Là encore, sa réflexion provoqua une certaine confusion.

– Son travail ?

– Smith, enfin ! répondit Lilian avec évidence. Presque dès le départ, il m'a fait comprendre qu'il était après lui. Il s'en fiche, que je sois en vie ! S'il est sorti avec moi, c'était juste pour m'accrocher à son tableau de chasse, vous savez ? C'est vous dire l'importance qu'il me donne. Si vous le connaissiez comme moi...

– Parce que vous prétendez connaître Christel mieux que moi ? l'interrompit le Doyen avec gravité. Miss Hamilton, je le connais depuis beaucoup plus longtemps que vous ne pourrez jamais l'imaginer, j'ai une parfaite connaissance de l'obsession absolument maladive qu'il éprouvait pour Smith. Je vous sais gré de votre loyauté envers lui, croyez-le, mais Smith était devenu pour lui une idée fixe qui confinait à l'égoïsme.

– Nous y voilà ! triompha la jeune fille. En fait, il a mérité ce qui lui arrive, c'est ça ? Il pensait trop à sa petite vengeance, alors vous vous dites que mourir lui remettrait les idées en place ? Alors, laissez-moi vous dire une bonne chose : non, il n'a pas mérité ce qui lui arrive, et je ne laisserai personne dire le contraire. S'il était vraiment complètement obsédé par Smith, je ne crois pas qu'il aurait pris la peine de perdre tout ce temps avec moi. Bon sang, il vous a littéralement fait venir pour exorciser ma maison ! C'est l'attitude de quelqu'un d'égoïste, ça ?

Plus personne ne pipait mot. Même le Doyen ne formula rien pour se défendre.

– L'égoïste, dans l'histoire, c'est vous, assena Lilian. Le rôle d'un leader, en général, c'est de s'investir auprès de ses hommes. Et vous, vous faites quoi ? Rien du tout. Vous prenez vos grands airs et vous faites la morale aux gens.
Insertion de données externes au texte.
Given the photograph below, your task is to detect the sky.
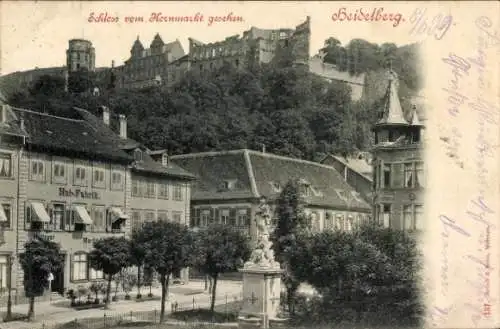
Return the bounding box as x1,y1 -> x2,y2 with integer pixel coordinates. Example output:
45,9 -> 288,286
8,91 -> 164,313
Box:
0,1 -> 424,75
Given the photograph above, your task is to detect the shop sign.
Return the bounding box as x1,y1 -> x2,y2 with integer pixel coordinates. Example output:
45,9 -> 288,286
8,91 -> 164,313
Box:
59,187 -> 101,200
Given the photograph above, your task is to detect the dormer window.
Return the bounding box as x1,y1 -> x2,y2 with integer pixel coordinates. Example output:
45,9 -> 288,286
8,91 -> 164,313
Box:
222,179 -> 236,190
134,149 -> 143,161
161,153 -> 168,167
335,190 -> 347,201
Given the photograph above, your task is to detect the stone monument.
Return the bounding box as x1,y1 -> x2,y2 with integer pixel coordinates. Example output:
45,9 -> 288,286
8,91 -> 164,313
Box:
239,198 -> 282,328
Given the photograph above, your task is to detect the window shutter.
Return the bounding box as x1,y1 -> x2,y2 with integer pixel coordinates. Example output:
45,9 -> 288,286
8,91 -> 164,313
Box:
229,208 -> 237,226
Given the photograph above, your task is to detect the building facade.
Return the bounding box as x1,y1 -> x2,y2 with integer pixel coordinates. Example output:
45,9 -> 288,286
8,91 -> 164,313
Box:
0,105 -> 193,302
171,150 -> 371,240
372,71 -> 426,231
117,34 -> 185,89
66,39 -> 95,72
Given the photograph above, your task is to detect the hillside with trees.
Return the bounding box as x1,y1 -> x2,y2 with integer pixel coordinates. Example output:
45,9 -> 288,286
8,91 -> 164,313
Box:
9,39 -> 418,160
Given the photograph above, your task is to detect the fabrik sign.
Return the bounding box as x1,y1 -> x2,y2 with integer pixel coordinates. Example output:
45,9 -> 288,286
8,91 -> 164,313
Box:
59,187 -> 100,200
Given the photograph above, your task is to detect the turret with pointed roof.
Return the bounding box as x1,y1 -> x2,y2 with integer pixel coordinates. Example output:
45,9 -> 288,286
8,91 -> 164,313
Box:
130,36 -> 144,57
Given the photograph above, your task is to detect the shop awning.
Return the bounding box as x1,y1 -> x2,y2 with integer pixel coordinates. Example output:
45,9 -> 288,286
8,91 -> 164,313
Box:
31,202 -> 50,223
73,205 -> 93,225
110,207 -> 128,223
0,204 -> 9,223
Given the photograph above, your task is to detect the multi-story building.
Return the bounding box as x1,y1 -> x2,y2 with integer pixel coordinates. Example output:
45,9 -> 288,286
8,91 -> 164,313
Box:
372,71 -> 426,230
189,17 -> 310,72
66,39 -> 95,72
320,152 -> 373,204
0,105 -> 193,302
117,34 -> 185,89
171,149 -> 371,238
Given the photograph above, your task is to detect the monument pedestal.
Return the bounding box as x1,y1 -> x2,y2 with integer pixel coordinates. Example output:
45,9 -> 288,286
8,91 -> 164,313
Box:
238,264 -> 283,329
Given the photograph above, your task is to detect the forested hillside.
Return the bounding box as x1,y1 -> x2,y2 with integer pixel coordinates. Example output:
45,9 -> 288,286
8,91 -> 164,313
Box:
9,41 -> 418,159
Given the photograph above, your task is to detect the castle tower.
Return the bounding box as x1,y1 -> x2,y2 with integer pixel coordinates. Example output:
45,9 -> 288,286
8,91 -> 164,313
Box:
66,39 -> 95,72
372,71 -> 425,230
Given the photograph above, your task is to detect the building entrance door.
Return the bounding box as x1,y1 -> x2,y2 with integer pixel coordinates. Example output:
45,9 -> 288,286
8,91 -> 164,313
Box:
51,255 -> 66,295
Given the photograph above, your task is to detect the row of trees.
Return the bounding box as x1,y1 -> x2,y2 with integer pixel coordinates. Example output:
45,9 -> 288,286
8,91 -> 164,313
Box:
21,221 -> 250,321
Christel est mort, et la seule chose que vous savez dire, c'est que ce sera un grand soulagement pour lui ? C'est une blague ? Et vous osez vous prétendre le serviteur d'un dieu d'amour ?

Elle avait crié cette dernière question, retirant avec colère le chapelet à grains d'acajous que le Doyen lui avait donné. Puis, sous les hoquets de stupeur de l'assistance, elle le lui jeta au visage. Le chapelet tomba au sol sans que le Doyen ne fît un geste pour l'attraper.

Lilian se tut enfin, rouge de colère et d'émotion. Elle fixa le Doyen un moment du regard, comme pour le défier de dire un mot pour sa défense, mais sembla se contenir elle-même. Elle renonça à lui servir une dernière diatribe, tourna les talons et partit. Ses épaules et sa nuque avait la raideur de la colère, mais ses yeux la lueur du chagrin.

Le Doyen la regarda quitter la pièce, puis son regard tomba sur le chapelet à ses pieds. Sans un mot, il se baissa et le ramassa, les lèvres pincées. Il remarqua alors l'extraordinaire silence dans la pièce, puis leva les yeux autour de lui.

Personne n'osa croiser son regard. Certains partirent silencieusement, et si certains le regardaient, c'était pour mieux détourner la tête avec gêne. Les guérisseurs étaient penchés sur Christel, mais leurs épaules courbées trahissaient leur trouble. Même Lulu, la fière Lulu, préférait nerveusement rajuster son voile plutôt que lever les yeux sur lui.

La résignation s'abattit sur les épaules du Doyen, et ses mains se crispèrent sur le chapelet.

– Soit, murmura-t-il.

James lui jeta un regard inquiet.

– Qu'est-ce que... Qu'est-ce que vous avez l'intention de faire ? s'enquit-il prudemment.

– Ce que je peux, James. Ce que je peux.

Ce n'était pas comme s'il avait vraiment le choix.